FROM Hopevale in the north to Charters Towers in the south and across almost to the border of the Northern Territory, vast tracts of prime grazing land have been overrun with the invasive weed, rubber vine.
It is costing cattle producers tens of millions of dollars per year in lost production and has infested more than 700,000ha (1.5 million acres) of the north’s best grazing country.
North Queensland’s Gulf Rivers’ catchment areas are the most densely infested and until recently attempts to control the pest wed have proven ineffective.
But recent concerted efforts by the Northern Gulf Resource Management Group (NGRMG), with the assistance from graziers wanting to reclaim their prime grazing country, it has been found that rubber vine can not only be controlled, it may be able to be eradicated.
Recent trials have shown that a combination of bio-control, burning and herbicide treatment can eradicate rubber vine.
The bio-control comes in the form of a rust which weakens the plant and causes major leaf drop which in turn acts as fuel for firing the area.

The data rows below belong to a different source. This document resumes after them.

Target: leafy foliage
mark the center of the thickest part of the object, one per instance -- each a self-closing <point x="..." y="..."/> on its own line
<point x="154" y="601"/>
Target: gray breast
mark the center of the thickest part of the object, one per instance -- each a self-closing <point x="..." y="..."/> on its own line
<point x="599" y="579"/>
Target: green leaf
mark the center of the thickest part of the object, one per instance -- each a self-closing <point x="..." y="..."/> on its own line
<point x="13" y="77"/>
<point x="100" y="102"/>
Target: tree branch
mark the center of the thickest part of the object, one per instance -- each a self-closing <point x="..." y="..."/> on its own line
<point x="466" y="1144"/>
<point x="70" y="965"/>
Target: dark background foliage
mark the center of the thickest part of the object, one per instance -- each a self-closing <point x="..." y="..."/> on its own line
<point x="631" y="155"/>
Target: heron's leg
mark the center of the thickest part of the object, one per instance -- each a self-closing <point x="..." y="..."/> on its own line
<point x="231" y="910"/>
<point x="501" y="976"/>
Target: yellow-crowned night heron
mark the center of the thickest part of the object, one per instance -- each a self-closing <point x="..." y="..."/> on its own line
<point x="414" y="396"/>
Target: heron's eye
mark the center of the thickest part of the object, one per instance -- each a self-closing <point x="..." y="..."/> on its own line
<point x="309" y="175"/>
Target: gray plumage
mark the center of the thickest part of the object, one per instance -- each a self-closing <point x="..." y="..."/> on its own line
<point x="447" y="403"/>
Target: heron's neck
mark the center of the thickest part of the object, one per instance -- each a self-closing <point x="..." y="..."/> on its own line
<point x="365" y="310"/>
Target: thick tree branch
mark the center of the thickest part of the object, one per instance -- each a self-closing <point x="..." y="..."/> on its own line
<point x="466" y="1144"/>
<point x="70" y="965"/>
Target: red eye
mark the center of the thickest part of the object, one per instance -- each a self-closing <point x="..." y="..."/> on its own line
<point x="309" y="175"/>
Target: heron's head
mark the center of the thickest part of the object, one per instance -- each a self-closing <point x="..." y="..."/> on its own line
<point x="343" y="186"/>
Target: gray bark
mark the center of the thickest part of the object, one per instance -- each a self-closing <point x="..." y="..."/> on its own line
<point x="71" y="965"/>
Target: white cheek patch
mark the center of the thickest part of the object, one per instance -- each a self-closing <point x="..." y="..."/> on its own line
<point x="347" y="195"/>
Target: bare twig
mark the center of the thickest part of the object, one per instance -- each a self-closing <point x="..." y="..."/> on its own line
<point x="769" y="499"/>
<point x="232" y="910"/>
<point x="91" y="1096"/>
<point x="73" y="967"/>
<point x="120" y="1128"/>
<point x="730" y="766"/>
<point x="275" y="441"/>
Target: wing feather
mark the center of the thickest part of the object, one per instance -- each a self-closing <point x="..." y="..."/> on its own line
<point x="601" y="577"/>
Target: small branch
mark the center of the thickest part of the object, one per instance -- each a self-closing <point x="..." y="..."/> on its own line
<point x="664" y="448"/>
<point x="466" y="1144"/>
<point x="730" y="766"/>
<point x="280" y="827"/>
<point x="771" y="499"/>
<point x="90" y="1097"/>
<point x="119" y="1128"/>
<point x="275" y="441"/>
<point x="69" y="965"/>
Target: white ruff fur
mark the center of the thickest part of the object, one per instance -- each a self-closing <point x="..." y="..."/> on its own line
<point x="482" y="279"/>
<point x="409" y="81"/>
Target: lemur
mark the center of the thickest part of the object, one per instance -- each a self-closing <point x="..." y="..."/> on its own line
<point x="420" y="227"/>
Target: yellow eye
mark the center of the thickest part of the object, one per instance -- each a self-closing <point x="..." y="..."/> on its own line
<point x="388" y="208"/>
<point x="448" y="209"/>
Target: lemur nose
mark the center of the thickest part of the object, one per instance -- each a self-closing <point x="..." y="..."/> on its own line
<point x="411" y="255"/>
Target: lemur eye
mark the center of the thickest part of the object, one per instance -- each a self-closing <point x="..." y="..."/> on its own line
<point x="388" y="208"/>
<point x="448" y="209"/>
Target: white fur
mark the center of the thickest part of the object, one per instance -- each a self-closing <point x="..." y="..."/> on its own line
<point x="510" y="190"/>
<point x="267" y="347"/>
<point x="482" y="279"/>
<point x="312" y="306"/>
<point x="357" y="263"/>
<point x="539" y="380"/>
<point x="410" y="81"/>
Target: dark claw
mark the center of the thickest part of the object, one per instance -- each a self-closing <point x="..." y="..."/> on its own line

Rubber vine completely chokes out all native vegetation resulting in the ground beneath the canopy to be void of any fuel for a fire.
In areas where the bio-control agent has not had a lot of success, the use of fire agents such as napalm dropped from aircraft can create a hot enough fire to cause the latex in the vine to vaporise and combust thus feeding the fire.
A good fire will almost entirely eradicate the vine and any sucker regrowth can then be treated with a herbicide such as Grazon.